More Monologue Jokes!

6 Mar

My high school year book photo.

These are all from the online political comedy show I am writing for called The BS of A. Its going really well and have gotten eleven jokes on the show so far. Note: I only post the jokes that DID NOT make the air.

A Florida man was arrested during a festival held by the “Redneck Yacht Club” after he destroyed a 16-year-old girl’s car by driving over it with this van. The woman decided not to press charges after she admitted to being the man’s cousin/wife.
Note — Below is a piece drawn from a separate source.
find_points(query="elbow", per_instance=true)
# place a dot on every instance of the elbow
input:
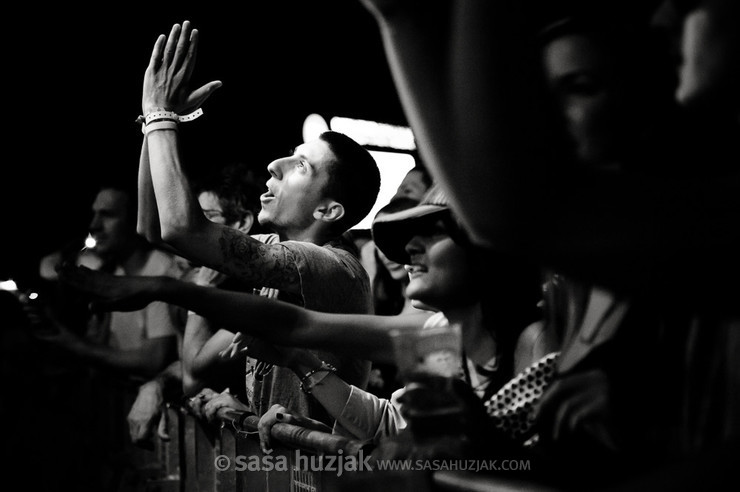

Ben & Jerry’s ice cream unveiled a new flavor honoring Asian-American New York Knicks point guard Jeremy Lin containing China-inspired ingredients like lychee honey, but pulled one key ingredient for fear that it may be racist: fortune cookies. The company has named the new flavor “Me Love You Lin Time.”

The Wyoming house passed a “doomsday bill” this Friday, which will create a task force to study how the government would cope with disasters like terrorist attacks, food shortages, and complete government shutdown, or as they call it in the middle east, “living.”

A Michigan-based fitness center is offering a course in “Doga”– yoga for dogs. The most popular yoga position among dogs is downward-facing human.

Scientists at NASA say that they agency plans to cut many of its major space exploration programs, including its mission to Mars. Newt Gingrich said as president, he would save NASA then leave it for a hotter better looking agency.